Detailed Explanation
CJK Unified Ideographs
The CJK Unified Ideographs block (U+4E00 to U+9FFF) is one of the largest in Unicode, containing over 20,000 characters shared across Chinese, Japanese (Kanji), and Korean (Hanja) writing systems. Additional extensions (Ext. A through Ext. I) push the total beyond 90,000 ideographs.
Main CJK Blocks
| Block | Range | Count | Plane |
|---|---|---|---|
| CJK Unified Ideographs | U+4E00–U+9FFF | ~20,992 | BMP |
| CJK Extension A | U+3400–U+4DBF | ~6,592 | BMP |
| CJK Extension B | U+20000–U+2A6DF | ~42,720 | SIP (Plane 2) |
| CJK Extension C–I | Various | ~50,000+ | SIP/TIP |
UTF-8 Encoding
Characters in the main CJK block (BMP) use 3 bytes in UTF-8. For example:
世(world) = U+4E16 → UTF-8:E4 B8 96字(character) = U+5B57 → UTF-8:E5 AD 97韓(Korean) = U+97D3 → UTF-8:E9 9F 93
Extension B and later characters reside on supplementary planes and require 4 bytes in UTF-8 and a surrogate pair in UTF-16.
Han Unification
Unicode's Han Unification principle assigns a single code point to characters that are considered the same across Chinese, Japanese, and Korean, even when their visual forms differ slightly by region. For example, the character for "bone" may look subtly different in a Chinese font versus a Japanese font, but both use U+9AA8.
Character Names
CJK ideographs are named using the pattern CJK UNIFIED IDEOGRAPH-XXXX where XXXX is the hex code point. Unlike Latin characters, they do not have individual descriptive names in the Unicode standard.
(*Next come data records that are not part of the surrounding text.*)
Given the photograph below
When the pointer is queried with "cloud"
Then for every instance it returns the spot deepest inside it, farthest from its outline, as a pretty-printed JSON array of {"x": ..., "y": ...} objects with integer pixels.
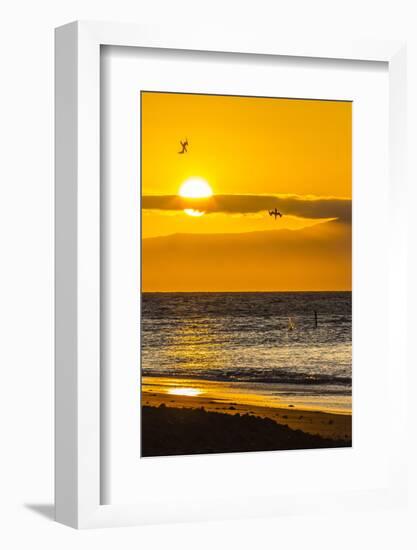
[
  {"x": 313, "y": 258},
  {"x": 293, "y": 205}
]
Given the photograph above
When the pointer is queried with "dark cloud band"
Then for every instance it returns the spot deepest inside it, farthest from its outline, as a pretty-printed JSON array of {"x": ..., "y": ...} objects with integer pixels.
[{"x": 293, "y": 205}]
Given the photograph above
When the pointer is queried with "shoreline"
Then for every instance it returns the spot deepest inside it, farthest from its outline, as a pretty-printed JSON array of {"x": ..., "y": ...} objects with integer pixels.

The Unicode Inspector follows this convention.
Practical Implications
When working with CJK text, remember that each character occupies 3 bytes in UTF-8 compared to 1 byte for ASCII. A 100-character Japanese sentence uses approximately 300 bytes in UTF-8. Database column sizing, API payload limits, and text truncation logic must account for this difference.
Use Case
Use this when calculating storage requirements for multilingual databases, debugging character encoding issues in CJK text, or understanding why string length and byte length differ significantly for Chinese, Japanese, and Korean content.